What is a HS304?

HS304 is the name of the form and corresponding guidance document that you need if you are a UK non resident and want to reclaim UK tax under Double Taxation Agreement rules.

What is a Double Taxation Treaty?

A Double Taxation Treaty (DTA) is a pact between two countries eliminating that possibility that you have to pay tax on the same income in both places. If you are originally from one country, but now reside in the other. It does not mean that you don’t pay any income tax at all.

The UK has DTAs with lots of different countries. They are all individually negotiated and have their own terms and are important part of any UK non residents tax position.

You can see the full digest of countries that have a DTA with the UK here. They are listed alphabetically and some of the individual details of the treaties are included in the table.

Why do DTAs matter to me?

If you are a resident of another country and still earn income in the UK, you are entitled to UK tax relief if a DTA is in place between your new home and Britain.

Can I claim tax relief on all my UK income as a non-resident?

There are several types of income that are allowable for UK non resident tax relief, including: royalties, annuities, work pensions, interest earned from financial institutions.

Does this mean I get tax relief on the full amount of UK tax I paid on my income?

There are different types of tax relief in this situation, with different levels of tax relief available. It depends on the terms of each specific DTA. It could be:

  • Partial tax relief: you can get back some UK tax on money you earned in Britain.
  • Full tax relief: you are entitled to reclaim all of your UK income tax, but might have to pay tax on this income in your country of residence instead.
  • Credit relief: this means that your new country of residence will ‘give you credit’ for the tax you have already paid on your British income, against their income tax requirements. This is an important option for you if your income is liable for tax in both your country of residence and the UK. You will have to make an official claim for this in your country of residence, it doesn’t happen automatically.
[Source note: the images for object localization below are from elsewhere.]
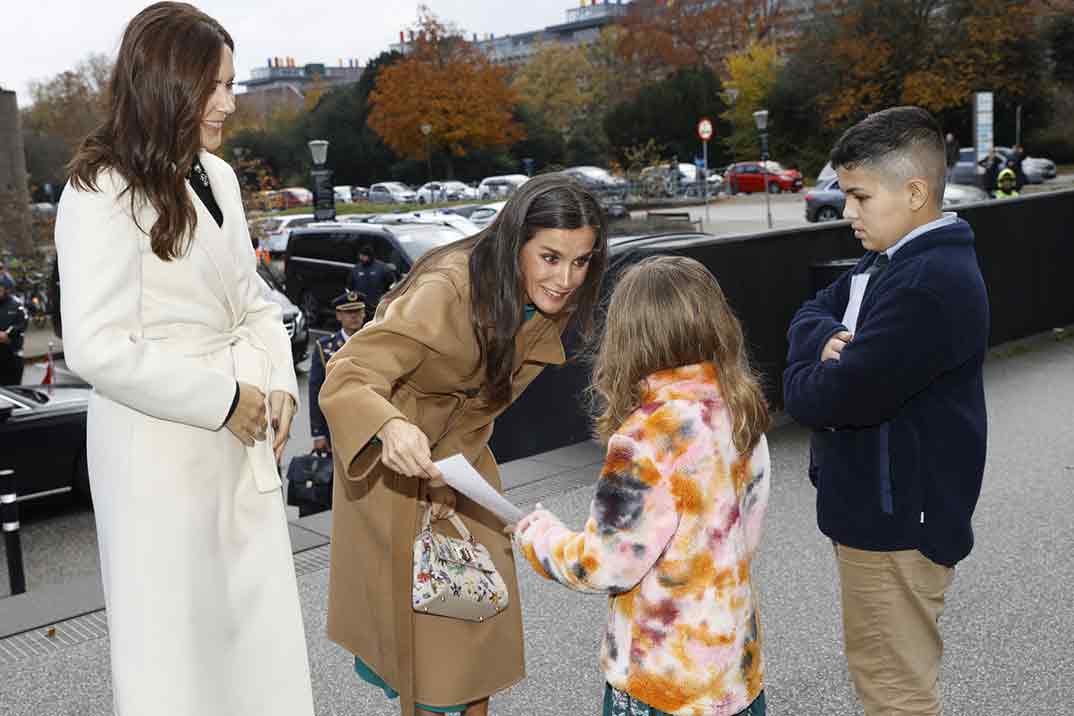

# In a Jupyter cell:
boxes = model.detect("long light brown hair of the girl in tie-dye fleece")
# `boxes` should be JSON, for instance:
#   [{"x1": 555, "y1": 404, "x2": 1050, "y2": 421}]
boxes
[{"x1": 590, "y1": 257, "x2": 769, "y2": 454}]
There are other common clauses in DTAs that you will need to adhere to if you are making a UK tax relief claim. For example, you are the beneficial owner of the income. This is defined as someone who ‘enjoys the benefits’ of the income, but they are not in your name. Another common element is that your income is subject to tax, which just means that it is taxable in your country of residence.

How do I prepare to make a claim using HS304?
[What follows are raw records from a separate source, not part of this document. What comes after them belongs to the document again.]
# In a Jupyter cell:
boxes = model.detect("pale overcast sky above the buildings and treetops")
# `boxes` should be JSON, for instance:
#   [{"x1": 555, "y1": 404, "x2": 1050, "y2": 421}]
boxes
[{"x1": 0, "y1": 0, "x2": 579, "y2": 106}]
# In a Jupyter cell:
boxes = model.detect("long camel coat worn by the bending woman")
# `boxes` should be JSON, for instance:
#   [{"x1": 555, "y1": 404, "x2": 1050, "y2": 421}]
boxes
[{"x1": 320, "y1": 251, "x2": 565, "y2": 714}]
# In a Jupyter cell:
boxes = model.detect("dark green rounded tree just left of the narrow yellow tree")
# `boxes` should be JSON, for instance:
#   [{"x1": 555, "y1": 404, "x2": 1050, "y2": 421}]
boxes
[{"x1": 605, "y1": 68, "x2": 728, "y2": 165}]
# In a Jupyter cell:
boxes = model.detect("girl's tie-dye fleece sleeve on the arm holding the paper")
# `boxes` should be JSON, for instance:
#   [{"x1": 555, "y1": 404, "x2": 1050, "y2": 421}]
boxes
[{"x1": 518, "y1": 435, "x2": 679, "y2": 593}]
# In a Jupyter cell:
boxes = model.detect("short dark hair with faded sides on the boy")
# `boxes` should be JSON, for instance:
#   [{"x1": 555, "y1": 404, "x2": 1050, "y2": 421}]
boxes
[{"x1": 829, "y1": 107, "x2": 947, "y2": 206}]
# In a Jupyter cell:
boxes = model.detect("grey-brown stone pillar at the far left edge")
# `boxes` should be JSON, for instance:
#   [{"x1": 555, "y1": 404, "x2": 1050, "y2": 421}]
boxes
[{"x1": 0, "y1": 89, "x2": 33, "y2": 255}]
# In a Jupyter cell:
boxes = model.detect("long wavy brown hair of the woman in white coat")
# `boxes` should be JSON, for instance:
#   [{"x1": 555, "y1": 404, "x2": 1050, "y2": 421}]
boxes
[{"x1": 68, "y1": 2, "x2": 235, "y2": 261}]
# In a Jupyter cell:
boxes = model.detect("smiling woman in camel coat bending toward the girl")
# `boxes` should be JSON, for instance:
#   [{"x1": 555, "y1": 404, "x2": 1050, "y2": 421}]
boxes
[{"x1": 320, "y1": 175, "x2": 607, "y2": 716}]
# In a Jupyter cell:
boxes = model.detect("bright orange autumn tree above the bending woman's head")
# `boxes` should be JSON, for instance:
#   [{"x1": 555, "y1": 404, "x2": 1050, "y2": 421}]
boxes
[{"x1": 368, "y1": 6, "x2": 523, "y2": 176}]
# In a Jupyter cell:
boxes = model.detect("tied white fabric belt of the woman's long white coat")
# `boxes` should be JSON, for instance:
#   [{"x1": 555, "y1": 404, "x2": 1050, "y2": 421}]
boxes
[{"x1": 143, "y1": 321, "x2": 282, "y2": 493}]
Organised planning is the key to a successful claim of this nature. Firstly, make sure that you understand all the details of your country’s DTA with the UK and that you meet all the requirements. Collect, collate and keep all the evidence that proves you meet the requirements. You may need to show this evidence to support your claim.

Do I need a certificate of overseas residence to claim UK income tax relief?

Yes, you will need a certificate of overseas residence to support your UK income tax relief claim. This only applies to countries in a DTA with Britain. You get these certificates from your country’s HMRC equivalent usually their tax office.

Do check that the certificate demonstrates how much income you have paid tax on in your country of residence and that it confirms you pay tax in this country on some, or all, of the income you are claiming tax relief on.

Is this certificate of overseas residence something that I need for all countries that the UK has a DTA with?

If you live in any country that has a DTA with Britain, you need a certificate of overseas residence, except for the USA. America has a different approach to taxation and its residents are subject to income tax on their worldwide earnings, no matter where they live. If you are a USA resident, this rule applies to you too.

How do I know if I am a US resident?

The question of residency status isn’t as obvious as it first seems. You are considered a US resident if you “have a substantial presence, permanent home or habitual abode in the US” and no other country considers you a resident (other than Britain).

What does substantial presence mean?

‘Substantial presence’ does seem rather vague, but there is a more precise definition. If you are in the USA for a minimum of 31 days in the year in question, you are considered to have a ‘substantial presence’. In this context, parts of days are considered as an entire day. You are also defined as having a ‘substantial presence’ if you have spent a total of 183 days in America in the year in question and the two preceding years. (A minimum of 31 days in each year.)

How do I claim for my non UK resident income tax relief?

Your claim journey is defined by exactly what you are claiming tax relief on and you must complete the correct section of HS304.

If you are claiming partial UK tax relief, you fill in section 3(b). For full tax relief, you need section 3(a). Both of these claims require evidence to support them, so you must retain all of the vouchers which demonstrate how much UK tax credit or tax you can claim for. Photocopies of these documents are not viable evidence in this situation, you must have your originals.

If you receive a dividend as a result of income from property, you can apply for tax relief using the same sections of the HS304 as above. Your financial situation may be a UK Real Estate Investment Trust (UK-REIT).

Do dividends still have a tax credit?

No, since April 2016, tax credits for dividends are replaced by the Dividend Allowance. This applies to any dividends earned after 6th April 2016.